One of the most important tasks in CERMINE's workflow is assigning roles to the document's fragments, which is done by zone classifiers. Zone classifiers are the heart of the system and along with the page segmenter have the strongest impact on the classification results.
A zone is a consistent fragment of the document's text, geometrically separated from surrounding elements and not divided into columns. CERMINE has three zone classifiers: category classifier assigns general categories (metadata, body, references and other) to zones, metadata classifier labels metadata zones with specific metadata classes, and body classifier filters out framents like tables, images and labels from the full text.
The classifiers analyze zones represented as vectors of features, which are computed from the text content of a zone, zones sequence-related information, text formatting and geometric information (dimensions, distance, position). In general the features reflect both the text content of a zone and the way the text is displayed in a PDF file.

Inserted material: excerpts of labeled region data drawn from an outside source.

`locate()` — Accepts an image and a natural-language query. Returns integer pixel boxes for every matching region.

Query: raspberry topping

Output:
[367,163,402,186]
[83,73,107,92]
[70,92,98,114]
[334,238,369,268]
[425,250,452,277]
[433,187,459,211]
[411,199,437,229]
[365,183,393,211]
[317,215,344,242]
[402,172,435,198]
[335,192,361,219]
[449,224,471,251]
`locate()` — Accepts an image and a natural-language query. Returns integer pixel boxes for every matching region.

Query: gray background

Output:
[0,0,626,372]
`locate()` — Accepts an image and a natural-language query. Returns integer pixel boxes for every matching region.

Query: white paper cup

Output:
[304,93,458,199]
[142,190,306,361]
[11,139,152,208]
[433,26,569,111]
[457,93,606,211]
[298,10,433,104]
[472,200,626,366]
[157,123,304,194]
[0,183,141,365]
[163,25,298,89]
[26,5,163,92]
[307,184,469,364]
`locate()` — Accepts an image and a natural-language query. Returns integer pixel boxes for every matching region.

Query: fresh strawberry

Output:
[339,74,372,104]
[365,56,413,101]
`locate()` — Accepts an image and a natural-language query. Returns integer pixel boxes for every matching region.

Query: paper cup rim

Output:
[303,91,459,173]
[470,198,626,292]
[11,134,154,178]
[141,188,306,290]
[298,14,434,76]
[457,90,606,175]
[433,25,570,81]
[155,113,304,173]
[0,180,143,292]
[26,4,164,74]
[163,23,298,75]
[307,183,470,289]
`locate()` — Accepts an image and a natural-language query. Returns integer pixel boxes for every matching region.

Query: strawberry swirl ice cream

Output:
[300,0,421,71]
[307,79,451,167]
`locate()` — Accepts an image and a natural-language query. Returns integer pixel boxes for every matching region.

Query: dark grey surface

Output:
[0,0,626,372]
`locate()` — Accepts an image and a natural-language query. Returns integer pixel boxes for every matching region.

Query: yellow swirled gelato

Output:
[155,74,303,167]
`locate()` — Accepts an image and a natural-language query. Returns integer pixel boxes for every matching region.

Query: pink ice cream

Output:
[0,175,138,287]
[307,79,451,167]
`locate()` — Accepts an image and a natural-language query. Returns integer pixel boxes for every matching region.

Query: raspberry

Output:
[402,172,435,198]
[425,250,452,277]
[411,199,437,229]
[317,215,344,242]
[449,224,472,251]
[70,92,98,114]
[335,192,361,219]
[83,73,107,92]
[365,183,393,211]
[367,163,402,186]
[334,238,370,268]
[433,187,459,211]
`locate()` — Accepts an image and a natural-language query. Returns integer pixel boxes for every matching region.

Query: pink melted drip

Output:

Both classifiers are based on Support Vector Machines, and CERMINE's SVM implementation uses LibSVM library. CERMINE contains the classifiers code, default models, and also tools for training new models.
A document set, the can be used for training and testing the classifiers using CERMINE tools, needs to store documents as TrueViz files. TrueViz is an XML-based format that allows to represent the document as a geometric hierarchical structure containing on consecutive levels: pages, zones, lines, words and characters. TrueViz allows to preserve the information about the text content of all the elements, the coordinates of the elements on their pages, the order in which the elements should be read and also zone labels.
TrueViz files can be viewed and edited manually with the use of SegmEdit tool. SegmEdit reads the document's PDF file and displays its content. The hierarchical structure obtained from the corresponding TrueViz file is displayed in the form of rectangles on top of the PDF's image. The user can edit the structure, regroup elements or modify zone labels.
The main document dataset used in CERMINE is GROTOAP2. The dataset contains 13,210 TrueViz documents based on publications from PubMed Central Open Access Subset. A set of about 2,5k documents from GROTOAP2 was used to train CERMINE's default models for all zone classifiers.
Due to the semi-automatic creation method, GROTOAP2 contains segmentation and labelling errors. Fortunately, thanks to the large volume of data, small fraction of errors do not lower the classification and extraction results significantly.
The default models are available in CERMINE's resources.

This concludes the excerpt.